The Administrator may also adjust the number of shares subject to outstanding Awards and the exercise price and the terms of outstanding Awards to take into consideration material changes in accounting practices or principles, extraordinary dividends, acquisitions or dispositions of stock or property or any other event if it is determined by the Administrator that such adjustment is appropriate to avoid distortion in the operation of the Plan, provided that no such adjustment shall be made in the case of an Incentive Stock Option, without the consent of the participant, if it would constitute a modification, extension or renewal of the Option within the meaning of Section 424(h) of the Code. Unless the Committee determines otherwise, any adjustment hereunder shall be done on terms and conditions consistent with Section 409A and, in the case of Awards intended to qualify for the performance-based compensation exception Section 162(m) of the Code, having due regard for continued qualification for that exception.
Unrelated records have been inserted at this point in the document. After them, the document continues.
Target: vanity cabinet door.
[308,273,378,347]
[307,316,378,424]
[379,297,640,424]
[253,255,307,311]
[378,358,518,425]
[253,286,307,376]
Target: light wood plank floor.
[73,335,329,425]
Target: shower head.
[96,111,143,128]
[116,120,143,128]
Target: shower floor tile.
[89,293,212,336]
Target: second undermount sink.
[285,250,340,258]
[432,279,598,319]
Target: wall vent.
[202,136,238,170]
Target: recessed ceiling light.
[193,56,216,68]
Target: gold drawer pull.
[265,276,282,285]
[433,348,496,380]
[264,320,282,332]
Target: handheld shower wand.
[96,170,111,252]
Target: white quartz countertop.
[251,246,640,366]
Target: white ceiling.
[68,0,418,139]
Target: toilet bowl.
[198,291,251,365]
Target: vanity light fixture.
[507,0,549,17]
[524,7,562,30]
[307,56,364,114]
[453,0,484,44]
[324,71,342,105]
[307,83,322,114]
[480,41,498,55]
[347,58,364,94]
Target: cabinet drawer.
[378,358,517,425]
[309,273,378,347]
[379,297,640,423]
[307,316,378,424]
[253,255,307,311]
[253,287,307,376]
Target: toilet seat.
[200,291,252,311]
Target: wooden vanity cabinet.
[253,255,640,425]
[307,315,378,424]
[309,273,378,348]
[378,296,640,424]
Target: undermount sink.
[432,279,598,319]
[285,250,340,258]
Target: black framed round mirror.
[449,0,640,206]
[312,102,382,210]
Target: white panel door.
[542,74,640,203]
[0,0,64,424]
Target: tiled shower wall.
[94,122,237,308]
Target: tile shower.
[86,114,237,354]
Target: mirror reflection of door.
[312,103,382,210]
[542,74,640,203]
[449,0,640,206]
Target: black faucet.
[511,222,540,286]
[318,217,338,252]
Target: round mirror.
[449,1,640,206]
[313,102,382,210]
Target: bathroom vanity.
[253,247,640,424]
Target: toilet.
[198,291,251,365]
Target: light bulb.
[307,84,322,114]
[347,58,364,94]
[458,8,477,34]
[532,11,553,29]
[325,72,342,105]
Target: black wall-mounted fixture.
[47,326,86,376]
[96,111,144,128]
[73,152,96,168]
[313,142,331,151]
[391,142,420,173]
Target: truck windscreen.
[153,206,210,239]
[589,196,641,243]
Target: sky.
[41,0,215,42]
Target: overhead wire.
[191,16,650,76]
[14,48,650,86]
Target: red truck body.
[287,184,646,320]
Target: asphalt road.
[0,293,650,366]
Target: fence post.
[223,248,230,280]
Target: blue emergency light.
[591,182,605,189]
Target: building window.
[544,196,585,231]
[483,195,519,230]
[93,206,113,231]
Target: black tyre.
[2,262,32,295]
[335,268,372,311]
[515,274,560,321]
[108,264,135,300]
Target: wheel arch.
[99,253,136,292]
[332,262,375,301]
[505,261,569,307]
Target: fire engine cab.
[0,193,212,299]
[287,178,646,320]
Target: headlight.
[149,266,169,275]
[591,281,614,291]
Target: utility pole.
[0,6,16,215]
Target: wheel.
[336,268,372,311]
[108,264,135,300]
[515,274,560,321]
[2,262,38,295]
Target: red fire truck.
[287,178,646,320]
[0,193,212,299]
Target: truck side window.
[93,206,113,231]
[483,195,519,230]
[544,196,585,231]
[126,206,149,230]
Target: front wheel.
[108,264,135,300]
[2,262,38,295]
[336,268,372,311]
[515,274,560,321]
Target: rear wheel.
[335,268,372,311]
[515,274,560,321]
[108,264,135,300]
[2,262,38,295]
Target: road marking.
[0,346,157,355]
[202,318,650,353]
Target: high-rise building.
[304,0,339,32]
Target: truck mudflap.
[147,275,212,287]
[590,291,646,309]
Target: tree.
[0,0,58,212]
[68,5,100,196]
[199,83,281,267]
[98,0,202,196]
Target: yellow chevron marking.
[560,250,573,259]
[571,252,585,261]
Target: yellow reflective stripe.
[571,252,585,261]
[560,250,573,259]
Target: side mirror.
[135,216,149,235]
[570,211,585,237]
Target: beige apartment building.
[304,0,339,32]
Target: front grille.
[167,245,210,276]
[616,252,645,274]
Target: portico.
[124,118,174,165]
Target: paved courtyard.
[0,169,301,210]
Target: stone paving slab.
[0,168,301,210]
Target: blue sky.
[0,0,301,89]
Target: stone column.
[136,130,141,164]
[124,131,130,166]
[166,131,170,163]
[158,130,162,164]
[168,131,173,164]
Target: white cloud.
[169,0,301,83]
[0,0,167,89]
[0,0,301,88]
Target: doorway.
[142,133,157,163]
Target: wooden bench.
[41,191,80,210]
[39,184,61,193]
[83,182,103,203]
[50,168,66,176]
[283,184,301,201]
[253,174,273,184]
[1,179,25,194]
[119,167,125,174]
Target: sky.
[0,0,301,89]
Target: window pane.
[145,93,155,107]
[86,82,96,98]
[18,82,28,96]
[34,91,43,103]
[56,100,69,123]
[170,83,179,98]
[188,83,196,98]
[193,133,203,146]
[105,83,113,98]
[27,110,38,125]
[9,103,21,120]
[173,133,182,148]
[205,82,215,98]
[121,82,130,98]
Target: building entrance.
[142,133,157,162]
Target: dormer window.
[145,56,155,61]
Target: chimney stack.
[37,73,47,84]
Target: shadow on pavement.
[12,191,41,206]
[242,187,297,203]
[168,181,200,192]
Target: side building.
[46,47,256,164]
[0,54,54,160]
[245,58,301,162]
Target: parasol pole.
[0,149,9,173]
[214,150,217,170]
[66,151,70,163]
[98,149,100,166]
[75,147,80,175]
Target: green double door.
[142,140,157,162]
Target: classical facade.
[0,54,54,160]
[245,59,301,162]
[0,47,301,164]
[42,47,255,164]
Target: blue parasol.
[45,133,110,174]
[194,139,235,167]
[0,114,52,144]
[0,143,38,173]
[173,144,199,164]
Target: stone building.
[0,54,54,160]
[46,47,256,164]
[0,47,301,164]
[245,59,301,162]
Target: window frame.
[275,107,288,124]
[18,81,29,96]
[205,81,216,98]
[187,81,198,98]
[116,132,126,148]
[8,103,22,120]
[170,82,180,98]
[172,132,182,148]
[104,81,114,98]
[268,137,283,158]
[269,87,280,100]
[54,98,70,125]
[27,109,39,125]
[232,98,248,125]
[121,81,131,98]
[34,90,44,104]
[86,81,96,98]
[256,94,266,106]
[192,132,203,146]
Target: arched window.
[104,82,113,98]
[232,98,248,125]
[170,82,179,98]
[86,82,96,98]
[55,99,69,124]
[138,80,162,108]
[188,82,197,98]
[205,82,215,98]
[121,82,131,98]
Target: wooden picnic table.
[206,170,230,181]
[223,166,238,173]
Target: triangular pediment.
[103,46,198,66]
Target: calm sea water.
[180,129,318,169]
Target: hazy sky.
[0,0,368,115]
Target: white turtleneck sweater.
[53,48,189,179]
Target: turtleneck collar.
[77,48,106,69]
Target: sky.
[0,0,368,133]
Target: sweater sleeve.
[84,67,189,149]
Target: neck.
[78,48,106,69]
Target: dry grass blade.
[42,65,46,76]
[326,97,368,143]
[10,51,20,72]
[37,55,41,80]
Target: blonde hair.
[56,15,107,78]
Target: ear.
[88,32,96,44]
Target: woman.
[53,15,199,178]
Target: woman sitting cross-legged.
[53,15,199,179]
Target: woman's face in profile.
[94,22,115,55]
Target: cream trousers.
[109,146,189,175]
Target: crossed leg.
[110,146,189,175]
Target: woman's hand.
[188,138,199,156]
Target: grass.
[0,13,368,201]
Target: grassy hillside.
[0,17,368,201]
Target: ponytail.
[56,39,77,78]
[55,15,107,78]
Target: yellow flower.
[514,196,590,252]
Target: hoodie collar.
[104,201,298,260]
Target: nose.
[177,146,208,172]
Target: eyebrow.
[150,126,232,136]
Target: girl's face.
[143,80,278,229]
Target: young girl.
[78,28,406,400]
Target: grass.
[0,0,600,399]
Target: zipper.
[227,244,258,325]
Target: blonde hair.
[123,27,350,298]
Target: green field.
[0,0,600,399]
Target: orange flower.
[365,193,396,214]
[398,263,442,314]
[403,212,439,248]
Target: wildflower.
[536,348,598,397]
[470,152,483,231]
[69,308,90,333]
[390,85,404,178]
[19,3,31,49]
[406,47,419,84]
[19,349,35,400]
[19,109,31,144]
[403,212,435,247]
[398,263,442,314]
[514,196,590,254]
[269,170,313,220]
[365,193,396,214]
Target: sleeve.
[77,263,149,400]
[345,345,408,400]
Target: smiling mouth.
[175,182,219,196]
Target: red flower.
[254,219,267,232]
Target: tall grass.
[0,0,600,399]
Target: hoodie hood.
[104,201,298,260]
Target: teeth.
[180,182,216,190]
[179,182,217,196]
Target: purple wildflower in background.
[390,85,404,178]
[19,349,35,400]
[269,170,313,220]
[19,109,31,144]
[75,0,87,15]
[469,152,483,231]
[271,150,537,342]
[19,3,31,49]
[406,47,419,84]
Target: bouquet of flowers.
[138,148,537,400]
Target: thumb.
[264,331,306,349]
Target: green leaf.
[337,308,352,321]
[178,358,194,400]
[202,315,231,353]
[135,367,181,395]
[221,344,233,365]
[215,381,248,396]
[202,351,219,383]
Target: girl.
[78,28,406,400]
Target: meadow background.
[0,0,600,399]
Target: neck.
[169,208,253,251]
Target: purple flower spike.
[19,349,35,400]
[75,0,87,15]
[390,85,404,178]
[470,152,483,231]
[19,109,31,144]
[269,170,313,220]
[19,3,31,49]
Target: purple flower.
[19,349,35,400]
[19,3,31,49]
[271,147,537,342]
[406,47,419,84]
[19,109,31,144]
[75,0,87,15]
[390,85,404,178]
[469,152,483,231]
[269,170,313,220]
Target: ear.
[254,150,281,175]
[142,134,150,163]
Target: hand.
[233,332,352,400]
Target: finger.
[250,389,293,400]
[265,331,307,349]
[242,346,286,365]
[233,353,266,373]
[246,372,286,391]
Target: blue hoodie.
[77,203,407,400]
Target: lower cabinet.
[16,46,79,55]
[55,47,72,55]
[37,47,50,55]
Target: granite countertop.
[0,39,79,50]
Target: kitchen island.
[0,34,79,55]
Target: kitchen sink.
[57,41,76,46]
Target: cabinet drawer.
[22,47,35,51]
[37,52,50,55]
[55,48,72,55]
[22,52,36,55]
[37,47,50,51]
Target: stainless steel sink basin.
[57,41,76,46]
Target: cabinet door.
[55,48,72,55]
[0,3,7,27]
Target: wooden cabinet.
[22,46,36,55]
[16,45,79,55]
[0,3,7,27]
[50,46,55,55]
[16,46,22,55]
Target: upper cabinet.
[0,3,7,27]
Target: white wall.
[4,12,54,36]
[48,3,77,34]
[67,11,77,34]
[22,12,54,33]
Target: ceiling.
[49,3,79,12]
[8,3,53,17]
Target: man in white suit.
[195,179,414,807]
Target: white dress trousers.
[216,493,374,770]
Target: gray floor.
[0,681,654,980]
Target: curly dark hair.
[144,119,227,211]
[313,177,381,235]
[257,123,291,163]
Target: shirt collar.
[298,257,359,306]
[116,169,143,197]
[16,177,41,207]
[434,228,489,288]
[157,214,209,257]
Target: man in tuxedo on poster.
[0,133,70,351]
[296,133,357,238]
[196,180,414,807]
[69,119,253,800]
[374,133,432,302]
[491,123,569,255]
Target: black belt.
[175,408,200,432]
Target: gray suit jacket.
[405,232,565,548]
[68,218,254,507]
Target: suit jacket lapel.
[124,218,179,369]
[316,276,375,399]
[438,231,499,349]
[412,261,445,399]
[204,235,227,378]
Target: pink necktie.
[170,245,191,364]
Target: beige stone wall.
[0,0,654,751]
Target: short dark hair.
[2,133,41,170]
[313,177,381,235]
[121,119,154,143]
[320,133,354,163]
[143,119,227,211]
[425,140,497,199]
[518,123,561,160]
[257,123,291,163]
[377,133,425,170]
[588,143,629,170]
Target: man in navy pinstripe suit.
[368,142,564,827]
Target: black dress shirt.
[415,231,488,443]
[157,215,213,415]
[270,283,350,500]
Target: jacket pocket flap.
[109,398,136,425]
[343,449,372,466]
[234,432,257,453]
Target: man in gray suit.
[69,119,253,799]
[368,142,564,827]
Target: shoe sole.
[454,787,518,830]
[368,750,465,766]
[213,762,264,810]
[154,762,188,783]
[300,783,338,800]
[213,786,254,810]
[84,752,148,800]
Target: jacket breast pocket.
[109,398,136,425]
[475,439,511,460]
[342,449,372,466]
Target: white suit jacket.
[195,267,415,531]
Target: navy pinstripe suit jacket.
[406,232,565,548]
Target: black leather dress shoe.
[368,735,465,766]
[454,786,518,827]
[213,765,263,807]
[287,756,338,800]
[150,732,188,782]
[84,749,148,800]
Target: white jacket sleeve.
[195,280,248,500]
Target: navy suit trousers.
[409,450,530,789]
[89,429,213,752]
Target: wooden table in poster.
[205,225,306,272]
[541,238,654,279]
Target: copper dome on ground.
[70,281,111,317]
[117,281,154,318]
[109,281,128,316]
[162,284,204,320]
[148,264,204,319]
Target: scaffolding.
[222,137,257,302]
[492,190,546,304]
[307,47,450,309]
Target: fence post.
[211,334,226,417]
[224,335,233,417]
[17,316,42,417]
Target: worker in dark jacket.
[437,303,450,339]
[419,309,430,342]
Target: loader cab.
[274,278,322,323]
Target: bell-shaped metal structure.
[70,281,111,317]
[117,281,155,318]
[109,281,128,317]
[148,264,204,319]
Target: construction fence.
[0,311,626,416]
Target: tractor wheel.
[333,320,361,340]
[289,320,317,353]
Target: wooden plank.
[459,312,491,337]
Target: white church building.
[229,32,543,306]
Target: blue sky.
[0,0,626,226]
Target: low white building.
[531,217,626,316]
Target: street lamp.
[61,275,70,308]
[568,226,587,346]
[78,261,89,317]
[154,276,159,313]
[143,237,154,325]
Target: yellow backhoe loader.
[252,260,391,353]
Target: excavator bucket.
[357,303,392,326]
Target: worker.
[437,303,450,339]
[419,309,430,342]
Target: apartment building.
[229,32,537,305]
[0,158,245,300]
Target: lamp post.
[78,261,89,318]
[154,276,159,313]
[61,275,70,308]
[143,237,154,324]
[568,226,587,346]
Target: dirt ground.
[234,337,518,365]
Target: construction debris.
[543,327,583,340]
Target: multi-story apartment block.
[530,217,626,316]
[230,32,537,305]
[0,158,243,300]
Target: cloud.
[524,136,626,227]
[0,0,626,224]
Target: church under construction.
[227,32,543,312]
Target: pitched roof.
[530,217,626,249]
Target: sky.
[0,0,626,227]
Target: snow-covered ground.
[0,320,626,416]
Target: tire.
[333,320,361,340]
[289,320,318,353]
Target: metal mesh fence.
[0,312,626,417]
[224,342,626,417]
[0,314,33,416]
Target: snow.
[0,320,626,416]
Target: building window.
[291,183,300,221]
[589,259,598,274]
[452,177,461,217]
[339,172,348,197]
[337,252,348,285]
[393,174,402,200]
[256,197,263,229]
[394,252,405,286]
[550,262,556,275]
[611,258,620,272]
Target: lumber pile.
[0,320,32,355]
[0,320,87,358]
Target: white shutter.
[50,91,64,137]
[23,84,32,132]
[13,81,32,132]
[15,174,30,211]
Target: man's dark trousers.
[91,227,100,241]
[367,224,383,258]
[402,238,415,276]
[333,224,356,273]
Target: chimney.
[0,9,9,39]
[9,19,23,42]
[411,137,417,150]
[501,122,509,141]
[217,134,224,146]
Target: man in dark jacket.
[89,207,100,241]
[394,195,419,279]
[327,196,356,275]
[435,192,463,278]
(c)   Certain Transactions.   In contemplation of and subject to the consummation of a consolidation or merger or a sale, lease, exchange or other transfer of all or substantially all of the assets of the Company in which outstanding shares of Stock are exchanged for securities, cash or other property of an unrelated corporation (or other business entity) or in the event of a liquidation of the Company (in each case, a “Transaction”), the Board, and/or the board of directors of any corporation (or other business entity) assuming the obligations of the Company, may, in its discretion, take any one or more of the following actions, as to outstanding Awards:  (i) provide that such Awards shall be assumed or equivalent awards shall be substituted, by the acquiring or succeeding corporation (or an affiliate thereof), and/or (ii) upon written notice to the participants, provide that all Awards will terminate immediately prior to the consummation of the Transaction. In the event that, pursuant to clause (ii) above, Awards will terminate immediately prior to the consummation of the Transaction, all vested Awards shall be fully settled, in cash or in kind, subject to Section 5(a), in an amount equal to the difference between (A) the consideration payable per share of Stock pursuant to the business combination (the “Merger Price”) times the number of shares of Stock subject to such outstanding Stock Options or SARs (to the extent then exercisable at prices not in excess of the Merger Price), as applicable, and (B) the respective aggregate exercise price of all such outstanding Stock Options or SARs; provided, however, that each participant shall be permitted, within a specified period determined by the Administrator prior to the consummation of the Transaction, to exercise all outstanding Stock Options and SARs, including any that would not then be exercisable (but for this proviso), subject to the consummation of the Transaction, and provided, further, that any restrictions on transfer then in effect with respect to any outstanding Stock Options or SARs shall lapse and be of no further force or effect.

(d)   Substitute Awards.   The Administrator may grant Awards under the Plan in substitution for stock and stock based awards held by employees of another corporation who become employees of the Company or an Affiliate as the result of a merger or consolidation of the employing corporation with the Company or an Affiliate or the acquisition by the Company or an Affiliate of property or stock of the employing corporation. The Administrator may direct that the substitute awards be granted on such terms and conditions as the Administrator considers appropriate in the circumstances.

SECTION 4. ELIGIBILITY

Participants in the Plan will be those full and part-time officers, other employees, directors (including Independent Directors) and key persons (including consultants and advisors) of the Company and its Affiliates who are responsible for or contribute to the management, growth or profitability of the Company and its Affiliates as are selected from time to time by the Administrator in its sole discretion.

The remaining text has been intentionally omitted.